Lo Spettacolo dimenticato ai tempi del CoronaVirus

In un momento difficile e drammatico come questo di reclusione dovuto all’emergenza CoronaVirus, dove la Musica, il Cinema, il Teatro e gli eventi pubblici sono preclusi per il bene collettivo, sembra necessario aprire il dibattito che mette al centro il mondo dello Spettacolo.

E se il ritorno alla vita “normale” sembra essere lontano, questo settore, che lasciato fine a se stesso, in quanto non ancora preso adeguatamente in esame dalle Istituzioni, sta bloccando una macchina lavorativa fatta di attori, cantanti, musicisti, addetti ai lavori e tecnici, che sono fermi in casa. Probabilmente si dimentica che costoro, sono quelli che negli anni hanno realizzato tutti i prodotti culturali e di intrattenimento, che stanno affievolendo le giornate del nostro #IoRestoACasa.

Lo Spettacolo dimenticato ai tempi del CoronaVirus

Lo scenario in prospettiva del futuro sembra grigio: attori senza set, vuol dire una vecchia televisione senza nuove storie; cantanti senza concerti, vuol dire canzoni scritte in solitudine che parlano solo di malinconia senza emozioni; teatri senza pubblico, vuol dire abbassamento del livello culturale di un Paese; organizzatori di eventi e addetti ai lavori senza la possibilità di unirsi, vuol dire distruzione di un mondo socio-economico che può essere solo povero e virtuale.

In merito a questo confronto, si è tenuta giovedì 16 Aprile, una interessante diretta su Instagram organizzata dall’attrice Tiziana De Giacomo, che ha visto coinvolti alcuni esponenti di diversi rami dello spettacolo e alla quale ho assistito in qualità di giornalista di settore per meglio comprendere lo stato d’animo di chi “vive” questo buio periodo.

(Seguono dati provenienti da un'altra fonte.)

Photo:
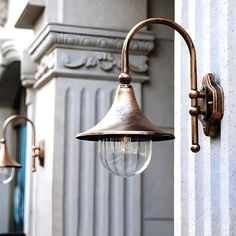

A dibattere sull’argomento, gli attori e registi italiani Carlo Cerciello e Maurizio Casagrande, il regista Alessandro d’Alatri, gli attori Gennaro Silvestro e Gennaro Monti, il doppiatore Alessandro Quarta, la cantante Fiorenza Calogero e l’imprenditore di spettacolo (produttore e proprietario di teatro) Francesco Scarano.

Tante le questioni discusse in circa 1 ora e 45 di dibattito che hanno spaziato sull’argomento in diverse forme.

Interessanti sono state le sottolineature di Alessandro d’Alatri, in merito al crollo dell’aspetto culturale della produzione; o anche il punto di vista di Maurizio Casagrande, che scherzando afferma che la mancata soluzione arriva dal chi pensa “ma tanto tu fai l’attore: sei ricco“; o ancora da tutte le difficoltà che ci sono nell’esecuzione di uno spettacolo teatrale o di un musical, affrontate da Francesco Scarano.

Anche gli “sfoghi di quotidianità” avuti da Gennaro Silvestro, che racconta la bellezza di viversi la famiglia in questo periodo, ma che dietro ha comunque tanta nostalgia di quello che è la vita di tutti i giorni, o quello di Fiorenza Calogero, che giustamente pensava ad una semplificazione degli eventi pubblici in spazi aperti grazie all’estate.

Il “no” definitivo da parte di tutti, sembra invece essere dato allo spostare le attività live sul mondo del web. La perdita delle emozioni, il crollo dei contatti umani, sarebbero la fine di quello che è il mondo dello Spettacolo.

L’appello di tutela a questo mondo, è stato lanciato da Tiziano Ferro direttamente da Los Angeles, che ospite da Fabio Fazio nella puntata del 12 aprile, ha fatto si che tutti noi che lavoriamo “dentro o accanto” al mondo dello showbiz, fossimo uniti nelle sue parole… e personalmente ho reputato tristi la reazione del conduttore RAI, che non ha dato la giusta sottolineatura alle parole di questo artista che ha parlato di “un essere” che di nome fa Spettacolo… e che di cognome fa Cultura.

Il mio messaggio resta semplice: “Credo che lo Spettacolo sia una delle bellezze della vita e, se uno spettacolo teatrale, un film, una canzone ci piace: dobbiamo parlarne, condividerlo, consigliarlo… e lottare affinché possa avere un futuro“.

La mia battaglia personale come giornalista di settore è continuare a scrivere alle Istituzioni, fare rumore, bussare alle porte dei colleghi e degli addetti ai lavori… questo perché le opinioni e gli sfoghi che sto sentendo sono tanti, come la nuova proposta del Protocollo Cinema Covid-19: ma mi aspetto “un tavolo”, anche per parlare e confrontarci sulle soluzioni.